Astronauts lessons on how to cope in lockdown
Training techniques used by the space agencies can also help us build better workplace relationships
If lockdown and social distancing are not enough of a challenge, how would you like to be confined to a research lab with your colleagues for three weeks — 19m under the sea?
Or perhaps you would prefer to be left in a cave system, isolated from the outside world with no natural light, minimal privacy and limited equipment for hygiene and comfort?
Welcome to the world of astronaut training. Both Nasa and the European Space Agency (ESA) run field studies in locations with similarities to working in space: a “dangerous and unfriendly” place, according to Nasa’s website. Hazards include isolation and confinement, while behavioural issues are “inevitable”.
Though many are emerging from second pandemic lockdowns, heavy social restrictions remain. The performance techniques taught could help isolated workers who are struggling with a decline in mood, a lack of interaction and fatigue.
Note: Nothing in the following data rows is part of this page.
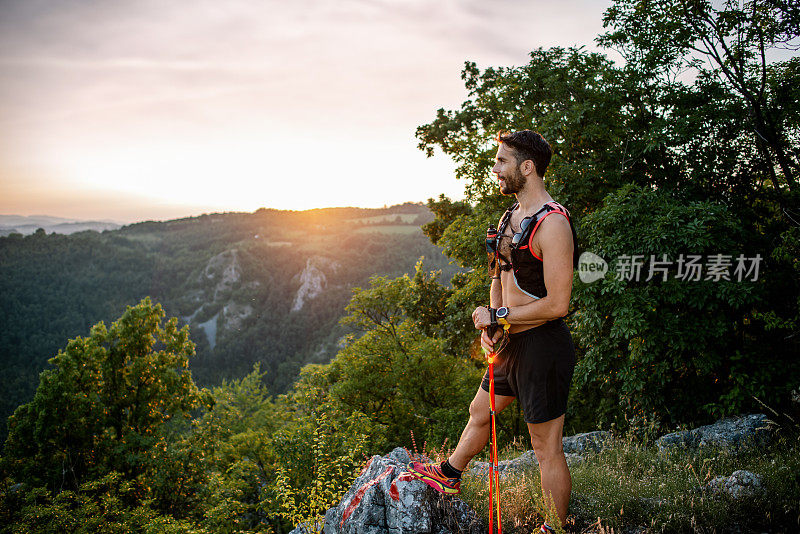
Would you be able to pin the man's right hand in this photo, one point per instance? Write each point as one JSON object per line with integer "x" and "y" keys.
{"x": 488, "y": 343}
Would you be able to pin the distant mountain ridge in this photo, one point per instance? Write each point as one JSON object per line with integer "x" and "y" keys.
{"x": 267, "y": 287}
{"x": 28, "y": 224}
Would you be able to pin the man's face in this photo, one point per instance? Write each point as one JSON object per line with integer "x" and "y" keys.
{"x": 507, "y": 170}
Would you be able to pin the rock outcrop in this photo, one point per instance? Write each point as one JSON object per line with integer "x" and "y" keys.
{"x": 312, "y": 280}
{"x": 731, "y": 433}
{"x": 384, "y": 498}
{"x": 741, "y": 484}
{"x": 224, "y": 270}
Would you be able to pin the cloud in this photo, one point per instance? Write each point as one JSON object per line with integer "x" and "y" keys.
{"x": 141, "y": 78}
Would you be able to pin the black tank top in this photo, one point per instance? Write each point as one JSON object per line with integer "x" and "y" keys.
{"x": 527, "y": 268}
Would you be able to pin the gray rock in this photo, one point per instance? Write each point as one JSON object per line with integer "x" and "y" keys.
{"x": 586, "y": 442}
{"x": 524, "y": 462}
{"x": 732, "y": 433}
{"x": 384, "y": 499}
{"x": 740, "y": 484}
{"x": 302, "y": 529}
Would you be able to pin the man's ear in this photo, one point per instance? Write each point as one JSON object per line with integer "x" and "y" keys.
{"x": 527, "y": 167}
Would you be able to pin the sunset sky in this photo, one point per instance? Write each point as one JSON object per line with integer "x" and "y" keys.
{"x": 133, "y": 110}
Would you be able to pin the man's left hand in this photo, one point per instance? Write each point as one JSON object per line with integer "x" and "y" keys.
{"x": 481, "y": 317}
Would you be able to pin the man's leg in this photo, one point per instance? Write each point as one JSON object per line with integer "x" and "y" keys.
{"x": 478, "y": 430}
{"x": 556, "y": 480}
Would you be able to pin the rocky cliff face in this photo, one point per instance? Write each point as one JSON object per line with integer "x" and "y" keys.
{"x": 224, "y": 272}
{"x": 385, "y": 499}
{"x": 312, "y": 280}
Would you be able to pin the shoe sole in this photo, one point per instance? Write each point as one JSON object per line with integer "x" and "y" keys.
{"x": 435, "y": 484}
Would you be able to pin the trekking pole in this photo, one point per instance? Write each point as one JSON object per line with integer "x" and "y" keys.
{"x": 494, "y": 473}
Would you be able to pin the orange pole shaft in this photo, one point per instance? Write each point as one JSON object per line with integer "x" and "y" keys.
{"x": 491, "y": 449}
{"x": 494, "y": 474}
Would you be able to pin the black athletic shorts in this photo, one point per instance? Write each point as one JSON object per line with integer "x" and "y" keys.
{"x": 536, "y": 367}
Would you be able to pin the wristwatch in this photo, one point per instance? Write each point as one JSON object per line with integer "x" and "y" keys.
{"x": 502, "y": 316}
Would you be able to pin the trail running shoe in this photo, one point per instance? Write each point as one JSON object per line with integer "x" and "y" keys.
{"x": 432, "y": 475}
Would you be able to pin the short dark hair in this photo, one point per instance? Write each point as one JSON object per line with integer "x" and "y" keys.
{"x": 528, "y": 145}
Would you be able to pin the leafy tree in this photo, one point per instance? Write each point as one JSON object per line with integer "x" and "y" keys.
{"x": 728, "y": 46}
{"x": 108, "y": 406}
{"x": 649, "y": 137}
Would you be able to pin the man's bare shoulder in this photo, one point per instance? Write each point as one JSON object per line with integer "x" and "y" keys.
{"x": 553, "y": 232}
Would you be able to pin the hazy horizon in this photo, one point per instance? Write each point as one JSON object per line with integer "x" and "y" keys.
{"x": 140, "y": 110}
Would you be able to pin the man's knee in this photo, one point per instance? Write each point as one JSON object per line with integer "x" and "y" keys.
{"x": 479, "y": 412}
{"x": 547, "y": 449}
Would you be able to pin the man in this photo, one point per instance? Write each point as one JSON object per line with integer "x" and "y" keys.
{"x": 529, "y": 295}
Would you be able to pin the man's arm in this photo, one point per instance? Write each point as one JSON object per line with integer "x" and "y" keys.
{"x": 555, "y": 237}
{"x": 496, "y": 293}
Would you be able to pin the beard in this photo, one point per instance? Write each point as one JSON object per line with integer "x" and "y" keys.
{"x": 513, "y": 184}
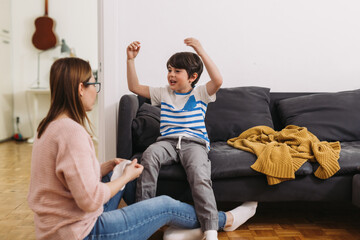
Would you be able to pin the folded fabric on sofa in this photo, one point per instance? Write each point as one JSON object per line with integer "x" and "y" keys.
{"x": 281, "y": 153}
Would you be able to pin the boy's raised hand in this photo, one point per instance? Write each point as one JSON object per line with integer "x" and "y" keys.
{"x": 132, "y": 50}
{"x": 195, "y": 44}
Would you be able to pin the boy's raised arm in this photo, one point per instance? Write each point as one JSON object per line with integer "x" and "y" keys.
{"x": 133, "y": 82}
{"x": 215, "y": 77}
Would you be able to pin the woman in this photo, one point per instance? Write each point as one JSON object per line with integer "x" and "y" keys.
{"x": 66, "y": 192}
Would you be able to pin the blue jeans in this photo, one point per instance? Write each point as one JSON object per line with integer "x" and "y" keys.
{"x": 140, "y": 220}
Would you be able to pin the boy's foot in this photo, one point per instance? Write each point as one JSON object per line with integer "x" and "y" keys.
{"x": 173, "y": 233}
{"x": 210, "y": 235}
{"x": 241, "y": 214}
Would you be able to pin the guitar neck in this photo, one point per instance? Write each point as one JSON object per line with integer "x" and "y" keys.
{"x": 46, "y": 5}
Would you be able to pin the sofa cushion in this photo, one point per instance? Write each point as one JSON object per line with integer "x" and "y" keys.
{"x": 330, "y": 116}
{"x": 349, "y": 160}
{"x": 236, "y": 110}
{"x": 145, "y": 127}
{"x": 226, "y": 162}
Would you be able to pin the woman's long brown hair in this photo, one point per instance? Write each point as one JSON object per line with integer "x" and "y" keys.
{"x": 65, "y": 76}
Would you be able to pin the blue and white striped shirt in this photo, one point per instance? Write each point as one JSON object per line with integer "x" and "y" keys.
{"x": 182, "y": 114}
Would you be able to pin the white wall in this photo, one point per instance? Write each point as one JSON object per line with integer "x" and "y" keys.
{"x": 76, "y": 22}
{"x": 287, "y": 45}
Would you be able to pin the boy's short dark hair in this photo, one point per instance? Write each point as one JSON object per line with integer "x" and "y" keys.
{"x": 189, "y": 61}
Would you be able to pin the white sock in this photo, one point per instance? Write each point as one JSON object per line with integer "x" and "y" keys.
{"x": 210, "y": 235}
{"x": 173, "y": 233}
{"x": 241, "y": 214}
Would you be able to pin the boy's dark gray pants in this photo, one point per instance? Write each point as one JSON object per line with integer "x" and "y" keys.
{"x": 193, "y": 156}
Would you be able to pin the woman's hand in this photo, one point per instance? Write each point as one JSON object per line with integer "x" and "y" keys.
{"x": 108, "y": 166}
{"x": 132, "y": 50}
{"x": 133, "y": 170}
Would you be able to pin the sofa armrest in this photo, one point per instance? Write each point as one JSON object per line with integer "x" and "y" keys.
{"x": 356, "y": 190}
{"x": 128, "y": 107}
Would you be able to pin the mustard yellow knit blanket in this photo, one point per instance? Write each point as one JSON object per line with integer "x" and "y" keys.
{"x": 281, "y": 153}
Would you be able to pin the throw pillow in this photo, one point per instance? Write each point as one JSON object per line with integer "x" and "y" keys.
{"x": 329, "y": 116}
{"x": 236, "y": 110}
{"x": 145, "y": 127}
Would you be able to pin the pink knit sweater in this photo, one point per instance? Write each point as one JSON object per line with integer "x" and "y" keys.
{"x": 65, "y": 192}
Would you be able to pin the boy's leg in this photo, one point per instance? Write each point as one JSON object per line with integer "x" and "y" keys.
{"x": 194, "y": 158}
{"x": 157, "y": 154}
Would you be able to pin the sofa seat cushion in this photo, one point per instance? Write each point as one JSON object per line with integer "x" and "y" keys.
{"x": 228, "y": 162}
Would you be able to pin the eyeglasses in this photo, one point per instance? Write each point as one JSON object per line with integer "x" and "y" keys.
{"x": 96, "y": 84}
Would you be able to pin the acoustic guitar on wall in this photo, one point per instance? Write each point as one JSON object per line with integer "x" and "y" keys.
{"x": 44, "y": 37}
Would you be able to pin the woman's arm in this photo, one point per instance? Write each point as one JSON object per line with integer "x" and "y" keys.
{"x": 108, "y": 166}
{"x": 131, "y": 172}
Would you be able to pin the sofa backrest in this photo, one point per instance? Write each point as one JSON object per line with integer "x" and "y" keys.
{"x": 330, "y": 116}
{"x": 275, "y": 97}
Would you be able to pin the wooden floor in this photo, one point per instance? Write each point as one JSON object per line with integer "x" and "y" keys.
{"x": 273, "y": 221}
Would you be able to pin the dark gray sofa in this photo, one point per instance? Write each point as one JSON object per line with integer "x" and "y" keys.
{"x": 330, "y": 116}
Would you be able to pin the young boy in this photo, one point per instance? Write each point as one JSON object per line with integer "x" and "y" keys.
{"x": 183, "y": 134}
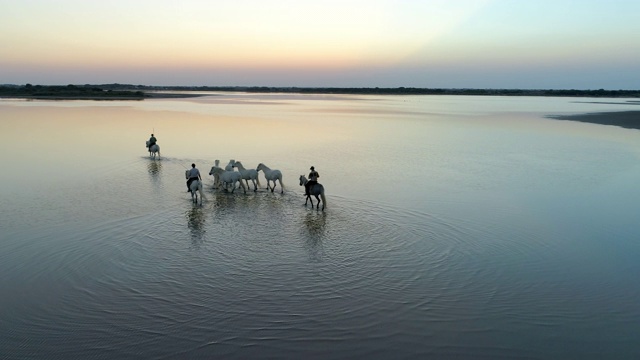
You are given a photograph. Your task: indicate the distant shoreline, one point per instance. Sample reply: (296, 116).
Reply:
(141, 92)
(625, 119)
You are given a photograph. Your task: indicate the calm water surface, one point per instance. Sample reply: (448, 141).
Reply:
(456, 227)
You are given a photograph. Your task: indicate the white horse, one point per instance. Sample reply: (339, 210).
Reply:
(153, 150)
(228, 177)
(271, 175)
(196, 185)
(315, 190)
(248, 174)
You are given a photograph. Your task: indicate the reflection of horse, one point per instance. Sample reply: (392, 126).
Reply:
(250, 174)
(154, 167)
(153, 150)
(196, 222)
(228, 177)
(271, 175)
(196, 185)
(315, 190)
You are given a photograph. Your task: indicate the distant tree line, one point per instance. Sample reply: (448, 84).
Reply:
(68, 92)
(389, 91)
(138, 91)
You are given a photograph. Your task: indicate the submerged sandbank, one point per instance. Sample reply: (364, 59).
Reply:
(625, 119)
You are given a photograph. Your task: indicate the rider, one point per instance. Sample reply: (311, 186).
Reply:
(313, 179)
(194, 174)
(152, 141)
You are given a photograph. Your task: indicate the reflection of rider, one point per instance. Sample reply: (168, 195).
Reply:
(313, 179)
(194, 174)
(152, 141)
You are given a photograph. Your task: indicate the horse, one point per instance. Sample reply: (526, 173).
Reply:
(229, 166)
(271, 175)
(196, 185)
(248, 174)
(153, 150)
(216, 177)
(228, 177)
(315, 190)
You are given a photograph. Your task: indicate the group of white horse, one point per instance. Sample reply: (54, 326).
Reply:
(226, 178)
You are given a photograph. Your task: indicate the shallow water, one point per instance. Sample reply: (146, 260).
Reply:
(468, 227)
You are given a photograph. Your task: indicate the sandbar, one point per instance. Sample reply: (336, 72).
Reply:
(625, 119)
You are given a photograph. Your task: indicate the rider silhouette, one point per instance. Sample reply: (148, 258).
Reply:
(194, 174)
(313, 179)
(152, 141)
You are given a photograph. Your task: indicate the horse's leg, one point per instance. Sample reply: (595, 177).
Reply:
(281, 186)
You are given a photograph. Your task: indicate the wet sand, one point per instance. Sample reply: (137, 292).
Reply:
(625, 119)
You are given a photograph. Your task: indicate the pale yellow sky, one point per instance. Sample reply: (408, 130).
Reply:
(459, 43)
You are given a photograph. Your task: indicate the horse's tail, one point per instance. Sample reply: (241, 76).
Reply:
(200, 190)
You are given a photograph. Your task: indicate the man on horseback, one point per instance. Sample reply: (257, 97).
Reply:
(313, 179)
(152, 141)
(194, 174)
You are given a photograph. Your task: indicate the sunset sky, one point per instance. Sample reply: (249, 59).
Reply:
(550, 44)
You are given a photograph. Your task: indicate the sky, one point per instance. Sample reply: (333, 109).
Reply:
(541, 44)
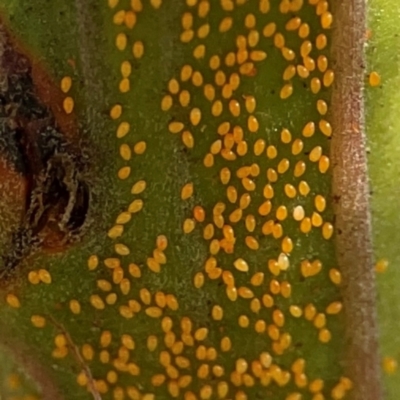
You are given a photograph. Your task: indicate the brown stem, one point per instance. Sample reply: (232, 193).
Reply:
(351, 189)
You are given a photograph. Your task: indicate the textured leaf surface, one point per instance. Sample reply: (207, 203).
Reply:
(233, 291)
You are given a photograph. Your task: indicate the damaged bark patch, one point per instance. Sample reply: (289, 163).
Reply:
(45, 154)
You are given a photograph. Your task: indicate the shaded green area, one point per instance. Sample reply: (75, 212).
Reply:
(53, 33)
(383, 135)
(14, 384)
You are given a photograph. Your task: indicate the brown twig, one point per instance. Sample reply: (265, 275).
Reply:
(350, 187)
Frank De Winne, the second Belgian in space and the ESA’s programme manager for the International Space Station (ISS), which celebrated its 20th anniversary in November, offers reassurance. People can learn how to leave behind the things they enjoy doing and focus on what they can do, he says.
Simple actions, such as feeling the wind on your face, can help to reduce stress. In space, you miss “a lot of things that you can still do here on earth. For example, open the window and get some fresh air”, he says.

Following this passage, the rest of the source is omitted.